On arrête tout une deuxième fois : nous sommes en présence de celui que j’assimile au dieu des murals (et aussi des prints, des esquisses, …).

Inti, artiste originaire de Valparaiso (Chili), met du jaune et du violet dans ta vie. Jaune pour représenter la lumière, la fête et célébration au soleil, et du violet pour le sacré, cette teinte était portée anciennement par le clergé catholique. Un mix des deux couleurs, de deux cultures pour partager un message de fraternité/sororité sur notre monde : c’est en s’acceptant comme nous sommes que nous serons heureux ensemble.

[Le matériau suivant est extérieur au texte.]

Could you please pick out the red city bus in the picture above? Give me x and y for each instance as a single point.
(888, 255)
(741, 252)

Depuis ses 14 ans, la rue est un parfait terrain de jeu où il se sent parfaitement serein. Ses murs sont époustouflants de par leur grandeur  (comme tu pourras le voir prochainement sur l’article à Marseille) mais aussi de par leur complexité :  truffés de symboliques fortes, petit mix de notre culture, comme un véritable miroir de notre société. La culture latino-américaine est omniprésente dans son travail, et ses voyages lui permettent d’enrichir constamment son univers et ses références.

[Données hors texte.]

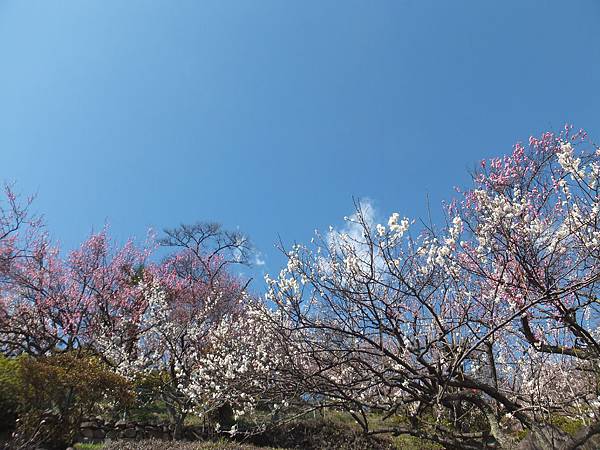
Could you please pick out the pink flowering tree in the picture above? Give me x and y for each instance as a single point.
(53, 304)
(193, 304)
(469, 330)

Pour Grenoble, l’artiste a voulu mettre l’accent sur notre capacité à nous sauver nous même, et sauver notre planète qui va si mal, qui fait que de nous le crier.

Cette femme délicate et fragile d’un jaune immaculé et solaire, tient dans ses mains la Terre, notre Terre, vulnérable face aux gants, présentant les menaces planant sur elle telles que la pollution, l’argent, … Un joli clin d’œil, avec ce titre qui reprend le titre d’un ouvrage de Carl Sagan, vulgarisant la place de l’Homme dans l’univers.

 

Mur visible au 17 rue Jules Flandrin, Grenoble.

Unité, par LPVDA (2020)

Le Suisse LPVDA, aka Les Pinceaux Verts D’Antoine, est le paysagiste que je rêve d’avoir pour pimper bien comme il faut mon jardin que je n’ai pas encore. C’est par action de ponçage du bois que l’artiste fait naître ses personnages. Là où le peintre cherche les ombres dans la création de son oeuvre, LPVDA créé la lumière, en ponçant plus ou moins.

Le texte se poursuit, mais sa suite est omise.